My situation however, involves a continuous non stopping transmission from a NEOM8N GPS Module. The GPS has a default baud rate of 9600, which I have observed in my code. It uses the NMEA0183 protocol, which has a max sentence length of 83 characters.
Any suggestions on how to implement the receive function for this GPS?
Solved! Go to Solution.
2024-02-15 01:12 AM - edited 2024-02-15 01:13 AM
> The STM32 only reads the start and stop for bytes adds them to the buffer, until buffer size (max Nmea sentence length) is reached.

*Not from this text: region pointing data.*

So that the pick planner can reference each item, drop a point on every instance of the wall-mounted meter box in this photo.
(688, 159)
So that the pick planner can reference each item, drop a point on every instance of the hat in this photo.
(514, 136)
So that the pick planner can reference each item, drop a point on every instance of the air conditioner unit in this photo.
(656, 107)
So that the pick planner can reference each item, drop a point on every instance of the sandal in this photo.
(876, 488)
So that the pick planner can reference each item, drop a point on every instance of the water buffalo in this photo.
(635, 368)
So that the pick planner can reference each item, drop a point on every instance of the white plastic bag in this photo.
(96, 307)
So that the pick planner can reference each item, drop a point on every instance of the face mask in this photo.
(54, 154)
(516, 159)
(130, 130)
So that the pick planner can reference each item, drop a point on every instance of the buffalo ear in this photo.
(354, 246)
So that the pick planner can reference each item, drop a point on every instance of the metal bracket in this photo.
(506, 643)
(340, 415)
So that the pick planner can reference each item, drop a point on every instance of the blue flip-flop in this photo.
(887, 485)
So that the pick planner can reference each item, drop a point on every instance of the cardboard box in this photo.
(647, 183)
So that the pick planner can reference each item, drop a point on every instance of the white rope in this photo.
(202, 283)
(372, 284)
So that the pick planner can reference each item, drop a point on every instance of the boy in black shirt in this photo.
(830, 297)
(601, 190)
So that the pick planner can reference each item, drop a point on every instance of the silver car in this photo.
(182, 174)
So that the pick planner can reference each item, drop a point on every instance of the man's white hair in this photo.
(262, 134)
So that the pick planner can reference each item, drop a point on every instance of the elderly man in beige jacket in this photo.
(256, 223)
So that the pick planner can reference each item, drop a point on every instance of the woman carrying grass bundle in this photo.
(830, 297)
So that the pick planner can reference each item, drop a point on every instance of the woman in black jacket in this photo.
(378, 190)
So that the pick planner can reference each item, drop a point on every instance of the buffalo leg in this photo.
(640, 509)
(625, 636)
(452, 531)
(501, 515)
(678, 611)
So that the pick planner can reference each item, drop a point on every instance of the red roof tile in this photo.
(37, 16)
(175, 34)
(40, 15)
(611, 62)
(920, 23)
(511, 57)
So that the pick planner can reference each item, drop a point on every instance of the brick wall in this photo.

No this is not STM32. This is the little poor "HAL library", suitable for quick bring-up tests and reference but not for production code. STM32 hardware itself is great, it supports continuous RX with DMA or interrupts - the latter is trivial at 9600 and simpler than DMA. Just do the proper code.
2024-02-15 01:23 AM
Will do thank you for your help!
2024-02-15 04:34 PM
See this link which explains how to work with variable length data using HAL_UARTEx_ReceiveToIdle_DMA
https://github.com/karlyamashita/Nucleo-G431RB_Three_UART/wiki
2024-02-15 05:26 PM
Well the interrupt into a ring buffer works, it is preferable to do the parsing outside of the handler, as doing a lot of math and processing can be time consuming.
One could use a circular DMA buffer, acting like the HW FIFO from earlier systems, which gets swept periodically, I do that rather than this idle stuff.The parser drops through quickly if there's insufficient data to close out a NMEA Sentence.
UBX Packets have length information in the header.